After last week’s brush with injuries and knowing how much time exercising five days a week is going to take up, I’ve decided to adjust my Warrior Dash training.
Instead of running five days a week, I’ll be reducing that number to three. I feel like I can make just as much progress if I cut two days out. So that means I’ll be running and lifting dumbbells three days a week.
I can already feel that, three weeks in, I’m feeling burned out of forcing myself to run so much. And as the distance increases, I feel like my body should take more time to recover in between.
And if those excuses sound weak, well – it’s my summer, dammit, and I want to still find time to do some things. I’m finally starting to get more hours at the store, and starting next week, I’ll be taking a class into the month of July. I’ll drive myself crazy just doing school and working. I don’t need the pressure of working out every day on my mind.

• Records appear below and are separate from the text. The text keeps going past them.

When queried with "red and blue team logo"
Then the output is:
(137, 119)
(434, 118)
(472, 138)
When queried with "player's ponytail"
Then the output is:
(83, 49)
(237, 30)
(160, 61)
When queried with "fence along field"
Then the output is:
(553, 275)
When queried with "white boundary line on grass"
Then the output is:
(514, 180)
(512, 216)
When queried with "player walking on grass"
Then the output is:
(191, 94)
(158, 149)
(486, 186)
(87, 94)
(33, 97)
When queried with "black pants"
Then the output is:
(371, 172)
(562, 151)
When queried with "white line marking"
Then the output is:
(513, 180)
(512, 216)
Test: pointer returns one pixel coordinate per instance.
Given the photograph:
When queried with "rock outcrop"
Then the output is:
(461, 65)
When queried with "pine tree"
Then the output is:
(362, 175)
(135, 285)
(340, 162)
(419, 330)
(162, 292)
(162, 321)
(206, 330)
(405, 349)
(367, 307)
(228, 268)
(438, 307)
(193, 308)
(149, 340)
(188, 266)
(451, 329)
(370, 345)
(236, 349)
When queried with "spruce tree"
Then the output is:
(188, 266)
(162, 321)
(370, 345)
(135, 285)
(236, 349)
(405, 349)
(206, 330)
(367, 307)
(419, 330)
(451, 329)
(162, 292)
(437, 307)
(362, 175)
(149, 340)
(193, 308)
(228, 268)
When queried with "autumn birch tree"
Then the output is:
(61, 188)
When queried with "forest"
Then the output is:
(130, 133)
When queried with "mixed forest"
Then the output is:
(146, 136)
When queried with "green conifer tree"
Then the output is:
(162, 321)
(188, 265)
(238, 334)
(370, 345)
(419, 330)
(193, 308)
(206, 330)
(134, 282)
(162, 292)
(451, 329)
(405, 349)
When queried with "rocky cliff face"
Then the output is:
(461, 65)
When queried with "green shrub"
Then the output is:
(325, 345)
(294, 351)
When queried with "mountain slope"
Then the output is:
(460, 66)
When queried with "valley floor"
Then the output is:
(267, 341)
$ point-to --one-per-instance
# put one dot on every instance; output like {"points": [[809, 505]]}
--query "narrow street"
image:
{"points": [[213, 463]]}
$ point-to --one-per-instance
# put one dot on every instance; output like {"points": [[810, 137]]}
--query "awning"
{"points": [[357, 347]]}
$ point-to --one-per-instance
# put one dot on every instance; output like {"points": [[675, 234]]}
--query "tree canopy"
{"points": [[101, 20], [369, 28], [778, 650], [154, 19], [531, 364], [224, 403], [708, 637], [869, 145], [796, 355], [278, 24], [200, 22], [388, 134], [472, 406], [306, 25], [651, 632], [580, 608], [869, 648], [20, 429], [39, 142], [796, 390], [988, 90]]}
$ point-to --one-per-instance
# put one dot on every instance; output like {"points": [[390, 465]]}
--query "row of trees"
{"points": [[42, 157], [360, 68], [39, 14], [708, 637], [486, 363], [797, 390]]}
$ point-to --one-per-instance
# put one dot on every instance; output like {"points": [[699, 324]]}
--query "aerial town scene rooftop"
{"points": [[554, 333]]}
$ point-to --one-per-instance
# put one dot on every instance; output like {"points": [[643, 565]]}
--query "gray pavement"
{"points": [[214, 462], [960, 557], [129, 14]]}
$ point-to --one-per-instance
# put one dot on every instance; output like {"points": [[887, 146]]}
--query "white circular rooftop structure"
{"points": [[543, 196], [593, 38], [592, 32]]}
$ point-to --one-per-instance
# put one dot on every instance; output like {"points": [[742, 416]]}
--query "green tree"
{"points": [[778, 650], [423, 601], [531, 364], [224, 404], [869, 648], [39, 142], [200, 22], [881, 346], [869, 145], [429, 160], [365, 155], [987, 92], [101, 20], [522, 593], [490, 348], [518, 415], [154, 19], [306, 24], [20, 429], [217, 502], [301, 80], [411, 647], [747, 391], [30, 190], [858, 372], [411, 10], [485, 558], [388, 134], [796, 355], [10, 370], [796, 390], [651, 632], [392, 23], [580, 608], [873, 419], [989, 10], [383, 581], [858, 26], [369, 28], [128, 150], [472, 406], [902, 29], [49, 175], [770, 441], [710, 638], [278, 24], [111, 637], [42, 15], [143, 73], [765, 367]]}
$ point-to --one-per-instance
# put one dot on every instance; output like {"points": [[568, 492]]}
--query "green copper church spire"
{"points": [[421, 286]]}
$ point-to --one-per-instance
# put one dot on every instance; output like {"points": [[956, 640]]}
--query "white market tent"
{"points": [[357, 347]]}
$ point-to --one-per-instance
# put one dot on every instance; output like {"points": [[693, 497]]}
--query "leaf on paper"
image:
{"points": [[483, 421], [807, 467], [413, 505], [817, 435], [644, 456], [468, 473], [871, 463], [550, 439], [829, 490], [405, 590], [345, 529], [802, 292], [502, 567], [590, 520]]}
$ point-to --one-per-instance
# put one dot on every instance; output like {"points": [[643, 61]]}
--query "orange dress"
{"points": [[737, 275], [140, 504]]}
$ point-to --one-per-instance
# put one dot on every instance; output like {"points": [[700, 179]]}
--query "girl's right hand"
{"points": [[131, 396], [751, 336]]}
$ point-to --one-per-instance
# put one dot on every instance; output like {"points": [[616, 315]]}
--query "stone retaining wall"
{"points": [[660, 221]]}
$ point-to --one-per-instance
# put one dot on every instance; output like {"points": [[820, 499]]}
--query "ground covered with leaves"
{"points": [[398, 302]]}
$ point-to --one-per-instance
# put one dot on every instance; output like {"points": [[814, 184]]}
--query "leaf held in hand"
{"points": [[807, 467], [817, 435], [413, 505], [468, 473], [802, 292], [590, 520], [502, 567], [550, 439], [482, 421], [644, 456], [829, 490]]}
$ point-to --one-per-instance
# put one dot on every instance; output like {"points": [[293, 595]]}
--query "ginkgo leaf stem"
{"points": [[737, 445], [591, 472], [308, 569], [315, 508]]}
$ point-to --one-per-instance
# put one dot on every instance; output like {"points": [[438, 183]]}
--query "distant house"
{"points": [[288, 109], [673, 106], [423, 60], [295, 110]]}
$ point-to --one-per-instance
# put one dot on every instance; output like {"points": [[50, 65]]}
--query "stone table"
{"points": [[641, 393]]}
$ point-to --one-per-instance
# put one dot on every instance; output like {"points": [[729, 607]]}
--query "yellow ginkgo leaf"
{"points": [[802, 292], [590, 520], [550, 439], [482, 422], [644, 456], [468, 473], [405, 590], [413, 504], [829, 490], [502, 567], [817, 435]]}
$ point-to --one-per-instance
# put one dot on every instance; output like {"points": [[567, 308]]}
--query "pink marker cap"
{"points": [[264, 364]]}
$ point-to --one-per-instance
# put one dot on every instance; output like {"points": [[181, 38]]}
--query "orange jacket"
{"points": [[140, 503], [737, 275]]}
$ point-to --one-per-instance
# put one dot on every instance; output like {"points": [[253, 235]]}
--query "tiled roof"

Plus, with various martial arts practices and trying to find some time to study for the GRE I plan to take in August, I have my mind on other things.
I know I can endure the Warrior Dash after running the Jingle Bell, another 5K, back in 2009. Speed isn’t my goal. My only mission for this race is to do a better job than I did in the Jingle Bell, which isn’t even that lofty.
As far as last week’s progress goes, I wound up working out five days in a row – riding my bike after stubbing my toe so bad I limped for the next day, and then running the next four, with three sessions of weights sprinkled in.
I also wound up buying whey protein powder again for the first time in several years. I’m not a dieter by any means, but I have a few rules I keep for myself that I think has helped me lose upwards of 50 pounds over the last four years. Perhaps in another blog, I’ll share my tips. for what they’re worth.